What has happened more under the two Bush Director's of the National Park Service than ever before, is the unwillingness of the Senior leadership of the NPS to go after the money and fulfill the Agency Mission, despite the White House.

ITEM: On the meaning of the word "politics" or "policy" as I earlier used it, I meant that it was not the policy of the Secretary of the Interior, or the Director, or of the key congressional Committees to fund certain projects, for their own reasons, NOT because of economic difficulties, or balancing the budget.

There ARE cases, coincidentally, when you are right, and the policy issue and the budget issue do merge with the NPS. The major example of that is hiring permanent government workers. It is seen widely that the government must reduce permanent employees, so to reduce the long term cost of retirement and healthcare. If the NPS was able to significantly EXPAND its permanent work force -- for example to finally hire enough maintenance workers to make sure park facilities were not in a constant state of decay -- but the hard lift is not the absolute cost of ANY expansion of the NPS, but the possible precedent to OTHER federal agencies who would also want to expand their workforce.

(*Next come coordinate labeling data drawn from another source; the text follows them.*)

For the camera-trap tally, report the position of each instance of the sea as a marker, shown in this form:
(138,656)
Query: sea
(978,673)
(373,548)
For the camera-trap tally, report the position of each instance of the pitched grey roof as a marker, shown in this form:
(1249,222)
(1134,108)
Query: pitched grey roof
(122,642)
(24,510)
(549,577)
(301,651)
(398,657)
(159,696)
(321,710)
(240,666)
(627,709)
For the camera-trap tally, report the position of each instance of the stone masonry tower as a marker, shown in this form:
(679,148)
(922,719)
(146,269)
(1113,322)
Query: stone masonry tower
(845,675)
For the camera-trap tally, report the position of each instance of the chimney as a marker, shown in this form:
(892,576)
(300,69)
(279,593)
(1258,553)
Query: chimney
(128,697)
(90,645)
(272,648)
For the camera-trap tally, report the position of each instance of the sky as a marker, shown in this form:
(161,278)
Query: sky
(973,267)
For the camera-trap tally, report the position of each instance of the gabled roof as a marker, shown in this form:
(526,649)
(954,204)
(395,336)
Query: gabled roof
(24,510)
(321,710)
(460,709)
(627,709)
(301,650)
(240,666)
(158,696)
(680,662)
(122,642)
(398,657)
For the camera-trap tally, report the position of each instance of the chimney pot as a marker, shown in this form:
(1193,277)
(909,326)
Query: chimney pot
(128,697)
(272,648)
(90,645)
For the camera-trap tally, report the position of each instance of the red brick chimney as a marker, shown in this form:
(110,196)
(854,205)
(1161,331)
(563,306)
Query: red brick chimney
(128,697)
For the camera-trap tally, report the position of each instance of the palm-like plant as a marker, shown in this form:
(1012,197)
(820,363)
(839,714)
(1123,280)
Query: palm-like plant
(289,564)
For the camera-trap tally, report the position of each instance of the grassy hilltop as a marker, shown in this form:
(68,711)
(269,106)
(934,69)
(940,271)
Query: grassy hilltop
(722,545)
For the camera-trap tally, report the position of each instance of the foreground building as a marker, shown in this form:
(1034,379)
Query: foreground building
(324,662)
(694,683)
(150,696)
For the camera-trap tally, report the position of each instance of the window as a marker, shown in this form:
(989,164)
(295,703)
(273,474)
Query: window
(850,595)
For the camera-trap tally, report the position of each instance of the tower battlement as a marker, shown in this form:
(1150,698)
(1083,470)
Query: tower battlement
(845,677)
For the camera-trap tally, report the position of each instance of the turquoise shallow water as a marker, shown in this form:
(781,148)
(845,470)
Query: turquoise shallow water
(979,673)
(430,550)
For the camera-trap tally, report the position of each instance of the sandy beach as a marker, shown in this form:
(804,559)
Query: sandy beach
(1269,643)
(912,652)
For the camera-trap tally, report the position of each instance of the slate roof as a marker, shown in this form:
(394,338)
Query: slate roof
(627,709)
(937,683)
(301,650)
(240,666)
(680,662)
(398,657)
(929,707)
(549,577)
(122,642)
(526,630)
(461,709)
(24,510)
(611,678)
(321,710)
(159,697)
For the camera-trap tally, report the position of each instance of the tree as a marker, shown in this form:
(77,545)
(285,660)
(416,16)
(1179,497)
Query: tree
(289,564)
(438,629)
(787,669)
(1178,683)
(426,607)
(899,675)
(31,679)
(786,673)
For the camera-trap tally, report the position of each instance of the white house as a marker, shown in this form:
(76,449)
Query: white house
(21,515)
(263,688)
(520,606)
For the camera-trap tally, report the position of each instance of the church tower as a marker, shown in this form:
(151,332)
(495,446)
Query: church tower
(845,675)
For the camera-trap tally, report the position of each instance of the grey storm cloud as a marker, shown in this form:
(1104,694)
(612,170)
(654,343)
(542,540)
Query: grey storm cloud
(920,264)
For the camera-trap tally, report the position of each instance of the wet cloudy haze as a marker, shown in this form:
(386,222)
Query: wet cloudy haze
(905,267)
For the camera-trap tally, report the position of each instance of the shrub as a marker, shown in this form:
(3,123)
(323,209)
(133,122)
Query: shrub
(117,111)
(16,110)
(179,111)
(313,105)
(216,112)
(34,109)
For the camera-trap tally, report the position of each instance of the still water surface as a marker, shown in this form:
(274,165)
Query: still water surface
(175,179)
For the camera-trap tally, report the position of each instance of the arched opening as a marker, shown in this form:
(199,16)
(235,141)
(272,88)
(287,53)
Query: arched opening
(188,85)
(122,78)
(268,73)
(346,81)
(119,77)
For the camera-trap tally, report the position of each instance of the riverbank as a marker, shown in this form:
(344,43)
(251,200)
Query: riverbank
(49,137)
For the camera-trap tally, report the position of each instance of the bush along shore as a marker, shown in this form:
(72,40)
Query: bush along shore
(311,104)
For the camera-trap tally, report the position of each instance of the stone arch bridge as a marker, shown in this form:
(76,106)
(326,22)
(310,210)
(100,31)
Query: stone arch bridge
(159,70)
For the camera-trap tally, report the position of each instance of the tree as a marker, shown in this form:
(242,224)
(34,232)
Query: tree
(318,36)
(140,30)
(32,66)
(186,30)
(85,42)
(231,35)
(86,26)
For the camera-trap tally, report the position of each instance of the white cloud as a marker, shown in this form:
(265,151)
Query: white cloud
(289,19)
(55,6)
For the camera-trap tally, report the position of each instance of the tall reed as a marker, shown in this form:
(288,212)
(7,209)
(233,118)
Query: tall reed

This permanent workforce issue is huge, but it can be overcome, but to agree with you in one very narrow way, if the public is really aroused. For example, when despite the fury of the White House, the government got rid of all the rent-a-cops at airports and hired properly trained, permanent (and accountable) government guards after 911. What happened at the Boston airport, when terrorists walked through "security" with box cutters was just too much for the American people, and they demanded government employees. Will they also so demand government food or pharmacy inspectors? Or will government continue to be pushed by OMB to "outsource" vital services? It is a matter of how emphatically the issues are brought to the attention of the American people.

If you don't think bringing such issues to the attention of the American people is an aspect of the political skill the NPS needs to, and once did, have, I suppose the gulf between your sense of what politics is and mine is unbridgeable.